17. Hukuk Dairesi 2020/3116 E. , 2021/3221 K.
"İçtihat Metni"MAHKEMESİ :Ticaret Mahkemesi
Taraflar arasındaki konut sigortasından kaynaklanan tazminat davasının yapılan yargılaması sonunda; kararda yazılı nedenlerden dolayı davanın kısmen kabulüne dair verilen hükmün süresi içinde davacı vekili ve davalı vekili tarafından temyiz edilmesi üzerine dosya incelendi, gereği düşünüldü:
-K A R A R-
Davacı vekili; davalı şirket tarafından sigortalı davacıya ait konutun yer kayması nedeniyle zarar görmesi sonucu belediye ekiplerince yıkıldığını, poliçe kapsamında toplam 106,212.00 TL ödeme yapıldığını ancak toplam sigorta bedelinin 164.178,08 TL olduğunu belirterek sigorta şirketinin eksik ödediği 57.960,00 TL"nin ihbar tarihi olan 14/09/2011 tarihinden itibaren işleyecek avans faizi ile birlikte davalıdan tahsiline karar verilmesini talep etmiştir.
Davalı vekili; öncelikle davanın zamanaşımına uğradığını ve poliçeden doğan yükümlülüklerinin ödeme ile yerine getirildiğini belirterek davanın reddine karar verilmesini talep etmiştir.
Mahkemece, alacağın muaccel hale gelmiş olduğu tarihten itibaren dava tarihi itibari ile 2 yıllık zamanaşımı süresinin dolduğu gerekçesiyle zamanaşımı defi yerinde görülerek davanın reddine karar verilmiş; hükmün, davacı vekili tarafından temyiz edilmesi üzerine Dairemiz"in 20/01/2017 gün ve 2014/9857 Esas 2017/344 karar sayılı ilamı ile "davanın zamanaşımından reddine karar verilmesinin hatalı olduğu" gerekçesiyle karar bozulmuş, davalı vekili tarafından kararın düzeltilmesi istenmişse de, Dairemiz"in 29/09/2017
gün ve 2017/2895 Esas 2017/8377 karar sayılı ilamı ile davalı vekilinin karar düzeltme isteğinin reddine karar verilmiş ve mahkemece bozma ilamına uyulmuştur.

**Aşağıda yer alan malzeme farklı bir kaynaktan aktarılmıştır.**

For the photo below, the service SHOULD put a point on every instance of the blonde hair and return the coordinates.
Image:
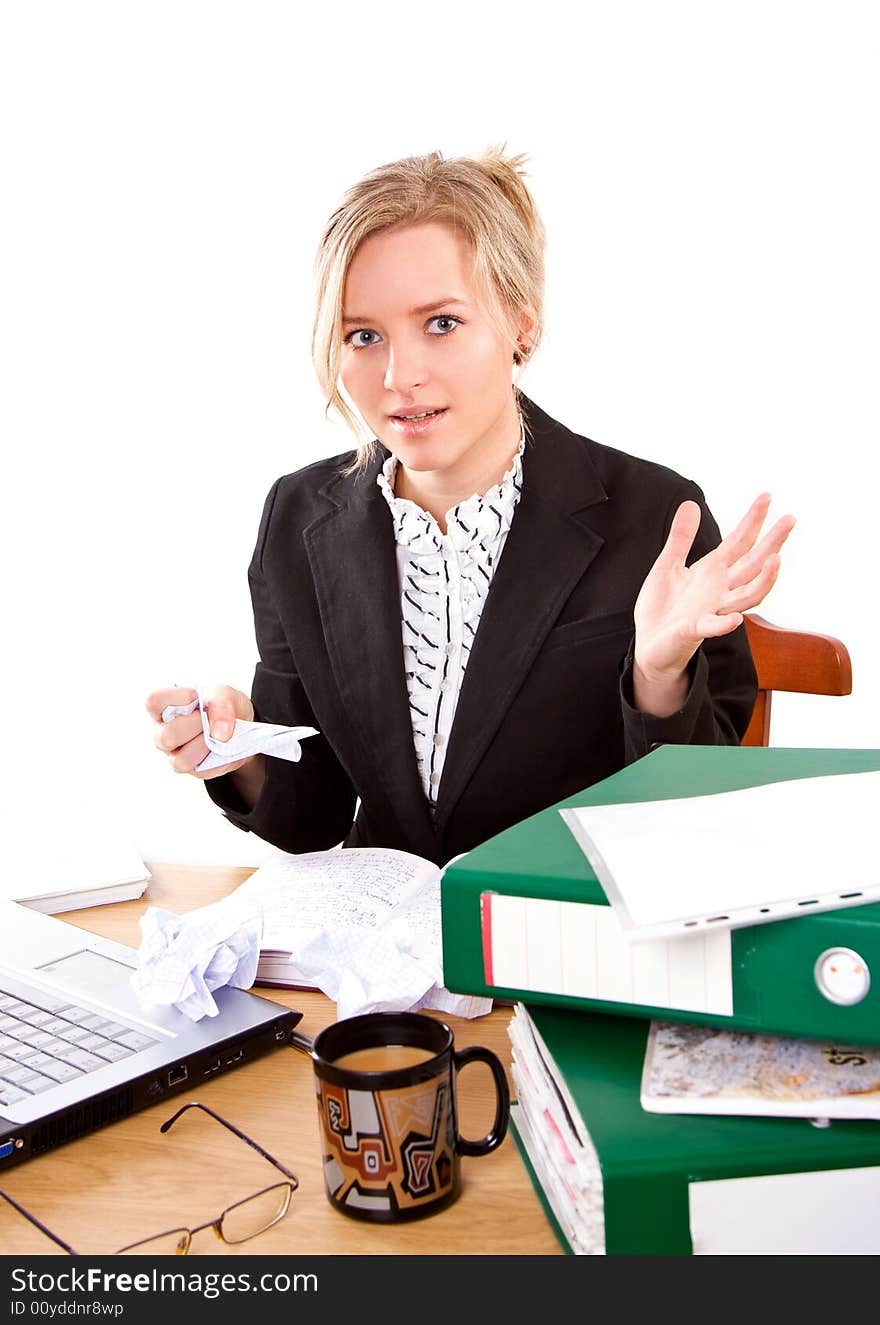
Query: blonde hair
(484, 199)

Bozma sonrası yapılan yargılama sonrasında mahkemece, davanın kısmen kabulü ile 39.135,17 TL tazminatın 30/10/2011 tarihinden itibaren işleyecek yasal faizi ile birlikte davalıdan tahsili ile davacıya verilmesine, fazlaya ilişkin istemin reddine karar verilmiş; hüküm, davacı vekili ve davalı vekili tarafından temyiz edilmiştir.
Dosyadaki yazılara, mahkemece uyulan bozma kararı gereğince hüküm verilmiş olmasına ve dosya içerisindeki bilgi ve belgelere, mahkeme kararının gerekçesinde, dayanılan delillerin tartışılıp değerlendirilmesinde, özellikle, oluşa uygun olarak düzenlenen uzman bilirkişi raporunda belirtilen hesaplamanın hükme esas alınmasında bir usulsüzlük bulunmamasına, bozma ile kesinleşen yönlere ilişkin inceleme yapılmasının mümkün olmamasına göre, davacı vekili ve davalı vekilinin yerinde görülmeyen tüm temyiz itirazlarının reddiyle usul ve yasaya uygun bulunan hükmün ONANMASINA, aşağıda dökümü yazılı 4,90 TL kalan onama harcının temyiz eden davacıdan alınmasına, aşağıda dökümü yazılı 2.004,99 TL kalan onama harcının temyiz eden davalıdan alınmasına 24/03/2021 gününde oybirliğiyle karar verildi.